Neblig und ungemütlich war es draußen. Der Nebel in den Bergen ließ keinen noch so winzigen Sonnenstrahl durch. Und weil sie spät dran war, mußte sie die kurze Strecke zur Schule mit dem Auto fahren. »Servus! Bis mittags. Ich koch uns dann was Feines.«
»Ohne deinen Beistand finde ich nie einen Gesellen, der später als Meister den Betrieb übernehmen kann«, meinte er gottergeben, winkte ihr aber lächelnd nach, als sie im Hof in ihr Auto stieg und davonfuhr.
Barbara gab Gas. Mehr als eine Unterrichtsstunde konnte sie nicht ausfallen lassen, um ihrem Vater zur Seite zu stehen, wenn sich am frühen Morgen ein Bewerber in der Schreinerei vorstellte. Was dachte er nur? Sie konnte ihm doch keine Entscheidung abnehmen. Manchmal fragte sie sich schon, ob er das von ihr erwartete, weil sie nun schon seit einem Jahr Lehrerin an der kleinen Schule in Wesing war. Und was aus ihm werden sollte, wenn sich seine Unentschlossenheit und Hilflosigkeit noch verstärkte? Aber dann lächelte sie. Trotz seiner kleinen Schwächen war und blieb ihr Vater der einzig geliebte Mann in ihrem Leben.
Als sie den Parkplatz für die Lehrkräfte der Dorfschule erreichte, hatte sich das Lächeln auf ihrem frischen Gesicht längst verloren. Der fröhliche Lärm, der aus dem flachen Schulgebäude drang, mahnte sie an ihre eigenen Pflichten. Grete Niebauer, die als Gemeindeschwester manchmal für eine Lehrerin einsprang, kam ihr auf dem Flur entgegen.

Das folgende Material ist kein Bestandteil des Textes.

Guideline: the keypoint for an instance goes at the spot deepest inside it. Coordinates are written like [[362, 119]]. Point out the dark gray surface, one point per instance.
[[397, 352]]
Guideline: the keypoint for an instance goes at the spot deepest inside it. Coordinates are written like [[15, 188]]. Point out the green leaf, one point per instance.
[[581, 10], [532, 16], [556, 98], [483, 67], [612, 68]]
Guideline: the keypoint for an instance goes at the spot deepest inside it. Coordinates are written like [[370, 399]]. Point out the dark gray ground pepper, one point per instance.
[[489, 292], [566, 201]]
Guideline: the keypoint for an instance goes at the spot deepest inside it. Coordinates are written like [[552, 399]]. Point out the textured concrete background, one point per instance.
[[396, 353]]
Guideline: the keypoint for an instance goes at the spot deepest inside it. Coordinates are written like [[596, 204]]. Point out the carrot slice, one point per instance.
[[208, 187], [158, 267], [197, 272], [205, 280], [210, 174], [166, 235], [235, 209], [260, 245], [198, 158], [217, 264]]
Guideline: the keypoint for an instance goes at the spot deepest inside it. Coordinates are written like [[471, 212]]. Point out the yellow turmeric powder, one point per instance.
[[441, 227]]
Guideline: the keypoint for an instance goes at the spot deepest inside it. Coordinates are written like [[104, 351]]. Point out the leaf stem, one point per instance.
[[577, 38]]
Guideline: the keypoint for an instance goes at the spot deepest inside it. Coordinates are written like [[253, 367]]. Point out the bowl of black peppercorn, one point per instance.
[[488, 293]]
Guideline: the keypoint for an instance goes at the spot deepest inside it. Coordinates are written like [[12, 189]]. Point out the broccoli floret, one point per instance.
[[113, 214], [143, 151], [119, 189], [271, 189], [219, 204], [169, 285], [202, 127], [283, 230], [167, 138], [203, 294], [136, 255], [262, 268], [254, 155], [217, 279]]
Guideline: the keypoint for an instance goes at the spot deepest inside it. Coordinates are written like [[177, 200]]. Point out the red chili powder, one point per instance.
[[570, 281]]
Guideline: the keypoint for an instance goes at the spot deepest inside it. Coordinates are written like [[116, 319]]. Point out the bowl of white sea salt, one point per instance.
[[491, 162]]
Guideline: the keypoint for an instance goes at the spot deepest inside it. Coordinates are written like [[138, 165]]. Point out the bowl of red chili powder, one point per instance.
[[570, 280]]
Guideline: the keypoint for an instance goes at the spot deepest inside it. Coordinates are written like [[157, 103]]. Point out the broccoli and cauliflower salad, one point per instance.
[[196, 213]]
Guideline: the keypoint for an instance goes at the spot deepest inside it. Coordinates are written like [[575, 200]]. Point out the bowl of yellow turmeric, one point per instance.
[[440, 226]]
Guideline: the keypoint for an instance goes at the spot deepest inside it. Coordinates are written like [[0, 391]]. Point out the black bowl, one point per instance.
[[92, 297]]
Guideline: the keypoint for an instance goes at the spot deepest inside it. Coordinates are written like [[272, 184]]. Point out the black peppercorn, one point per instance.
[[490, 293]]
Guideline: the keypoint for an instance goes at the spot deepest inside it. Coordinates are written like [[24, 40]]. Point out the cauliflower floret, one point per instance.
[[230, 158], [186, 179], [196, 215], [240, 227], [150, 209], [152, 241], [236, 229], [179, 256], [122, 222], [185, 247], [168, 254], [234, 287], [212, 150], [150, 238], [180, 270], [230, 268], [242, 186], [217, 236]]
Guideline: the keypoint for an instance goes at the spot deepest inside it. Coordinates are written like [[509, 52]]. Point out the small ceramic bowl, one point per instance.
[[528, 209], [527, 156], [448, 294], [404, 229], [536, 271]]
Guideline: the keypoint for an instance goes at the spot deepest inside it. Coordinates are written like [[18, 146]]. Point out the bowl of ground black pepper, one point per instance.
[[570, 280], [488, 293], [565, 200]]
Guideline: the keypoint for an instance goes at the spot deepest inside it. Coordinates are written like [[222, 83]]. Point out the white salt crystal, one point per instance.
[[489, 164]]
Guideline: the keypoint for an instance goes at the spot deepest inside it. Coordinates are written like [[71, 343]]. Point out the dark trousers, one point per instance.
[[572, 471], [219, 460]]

»Ist alles gutgegangen?« fragte Barbara gleich.
»Aber ja! Ihre Klasse ist ja musterhaft. Und so eine Stunde Basteln und Malen mit den Kleinen macht mir selbst Freude. Nur denke ich, Frau Lange, Ihre ABC-Schützen haben mich nur ungern akzeptiert. Ich kann Ihnen, der heißgeliebten Lehrerin, das Wasser kaum reichen«, fügte sie schmunzelnd hinzu.
»Danke fürs Kompliment und daß Sie mich trotzdem vertreten haben!« entgegnete Barbara gutgelaunt. Sie betrat den Aufenthaltsraum fürs Kollegium gar nicht mehr, sondern zog sich auf dem Flur schon den Mantel aus. Keine weitere Minute wollte sie sich verspäten, denn sie liebte ihren Beruf und jeden einzelnen ihrer ABC-Schützen. Auch, wenn es einige darunter gab, die ihr das Leben nicht immer leichtmachten.
»Guten Morgen, Frau Lehrerin!« begrüßte sie die Schar von zweiundzwanzig Kindern. Rosige Gesichter, von blonden und braunen Locken umrahmt und glänzenden Augen beherrscht, strahlten ihr entgegen.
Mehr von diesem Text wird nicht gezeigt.